A Sustainability Problem

Even before the November 2024 election, Brookings identified a sustainability problem for the nation, its regions and industries, and for federal funding. They highlighted a two-fold problem:

 

1.  The legislation authorized billions of dollars for place-based economic development, but congressional “appropriations will likely not be sufficient for the regions looking to transform their economies.”

 

2.  As a result of decreased funding and growing uncertainty about future funding, most regions are challenged to sustain their place-based programs beyond the initial federal grants they received.

 

After the election, Brookings asserts that the “sustainability problem” is more acute. “Billions of dollars of pending economic development awards—as well as the support of friendly federal administrators—have been thrown into uncertainty. At a minimum, the likelihood of further large federal investments in place-based industrial development appears reduced.”


Addressing the Sustainability Challenge

In a recent research report entitled Sustaining America’s New Industrial Policy: Pathways to Extend Place-based Economic Development, Brookings describes key features of the current sustainability challenge and approaches to address it. The report is presented to “describe the challenge in its current form; review the funding options that can resolve it; survey how several U.S. regions are considering the issue; and offer counsel for leaders seeking to sustain their initiatives.”


Four key takeaways from the report are examined in depth:


1.  Federal place-based industrial policy awards have already succeeded in spurring and seeding growth in new places, while also supporting and accelerating progress for existing regional development efforts.


2.  While large federal awards have been catalytic, they cannot by themselves serve as fully formed and sustainable drivers for regional cluster development.


3.  Advancing sustainable regional cluster growth strategies, regardless of past or future awards, will continue to require tough work for both emerging and existing regional system hub organizations.


4.  Successful sustainability strategies will need to draw from a mix of public and private regional sources in the capital stack, including states, local and national philanthropy, universities and community colleges, and private businesses—with some funders likely (or required) to come to the table earlier than others.


Brookings’ Conclusions

Despite the challenges highlighted by Brookings, their research shows that federal place-based investment has spurred unprecedented regional economic development and renewal across the U.S. As described in their report, “…the development of sustained, “bottom-up” execution across a range of regions and localities, the new place-based challenge grants (and federal hub designations, even in the absence of funding) are catalyzing new approaches to inclusive economic growth.”

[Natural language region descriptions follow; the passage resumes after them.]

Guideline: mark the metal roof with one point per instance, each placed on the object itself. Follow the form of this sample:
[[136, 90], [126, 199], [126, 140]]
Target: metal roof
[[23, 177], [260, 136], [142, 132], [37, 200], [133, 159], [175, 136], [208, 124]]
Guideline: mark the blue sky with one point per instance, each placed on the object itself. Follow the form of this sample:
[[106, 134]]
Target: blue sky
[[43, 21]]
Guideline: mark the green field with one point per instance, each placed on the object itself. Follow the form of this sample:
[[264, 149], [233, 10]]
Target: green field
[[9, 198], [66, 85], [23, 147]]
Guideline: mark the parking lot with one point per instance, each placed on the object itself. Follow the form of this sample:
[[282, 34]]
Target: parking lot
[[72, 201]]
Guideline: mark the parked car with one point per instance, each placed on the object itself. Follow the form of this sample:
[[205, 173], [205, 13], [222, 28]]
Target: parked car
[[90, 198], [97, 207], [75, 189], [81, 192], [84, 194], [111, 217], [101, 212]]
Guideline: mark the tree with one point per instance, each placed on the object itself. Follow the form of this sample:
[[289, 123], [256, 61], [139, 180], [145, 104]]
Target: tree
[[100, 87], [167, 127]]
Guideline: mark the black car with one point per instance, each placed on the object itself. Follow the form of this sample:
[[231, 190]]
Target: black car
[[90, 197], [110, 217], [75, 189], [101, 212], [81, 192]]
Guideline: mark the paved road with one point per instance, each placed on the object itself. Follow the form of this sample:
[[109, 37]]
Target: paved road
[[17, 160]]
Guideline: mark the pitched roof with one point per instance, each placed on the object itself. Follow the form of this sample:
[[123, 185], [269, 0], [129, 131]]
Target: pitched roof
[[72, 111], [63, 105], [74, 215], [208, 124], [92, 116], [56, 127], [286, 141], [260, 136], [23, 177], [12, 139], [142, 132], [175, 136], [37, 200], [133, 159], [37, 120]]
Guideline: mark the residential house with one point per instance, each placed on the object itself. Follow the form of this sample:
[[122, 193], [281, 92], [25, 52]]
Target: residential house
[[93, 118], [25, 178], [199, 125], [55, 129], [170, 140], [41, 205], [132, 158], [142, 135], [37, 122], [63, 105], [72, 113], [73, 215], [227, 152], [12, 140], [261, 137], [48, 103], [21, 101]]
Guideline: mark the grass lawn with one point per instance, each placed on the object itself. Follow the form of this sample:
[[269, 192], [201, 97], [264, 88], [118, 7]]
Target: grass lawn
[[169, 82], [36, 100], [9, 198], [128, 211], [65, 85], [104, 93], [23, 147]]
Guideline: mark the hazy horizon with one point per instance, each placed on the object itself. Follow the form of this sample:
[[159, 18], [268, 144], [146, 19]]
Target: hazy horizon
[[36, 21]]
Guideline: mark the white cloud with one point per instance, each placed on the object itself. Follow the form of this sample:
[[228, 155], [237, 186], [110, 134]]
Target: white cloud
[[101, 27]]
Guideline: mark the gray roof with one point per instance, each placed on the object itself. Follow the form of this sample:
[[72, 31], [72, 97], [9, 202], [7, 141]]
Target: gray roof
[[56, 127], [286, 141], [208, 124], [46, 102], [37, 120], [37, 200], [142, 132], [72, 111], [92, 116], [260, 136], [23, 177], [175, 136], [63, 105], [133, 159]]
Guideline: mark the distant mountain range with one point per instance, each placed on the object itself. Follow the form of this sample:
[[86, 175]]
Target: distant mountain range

Brookings goes even further, saying that “…no matter what happens at the federal level in the near term, these kinds of asset-based, inclusive regional growth strategies—and the institutional coalitions that must drive them—are gaining traction, and they’re here to stay.”

Their primary conclusion is that with reduced certainty about future federal investment, “…regional system leaders will need to turn to the funding sources closer to home that make up each region’s “capital stack” of public, business, university, and philanthropic stakeholders and investors.”


Brookings acknowledges that it isn’t easy to align and deploy regional sources of capital for future economic development. “But with the right kinds of strategic definition, effective leadership, and appropriately engaged stakeholders, the regional opportunities that have been unlocked through federal industrial policy competitions can and will proceed toward truly shared regional prosperity.”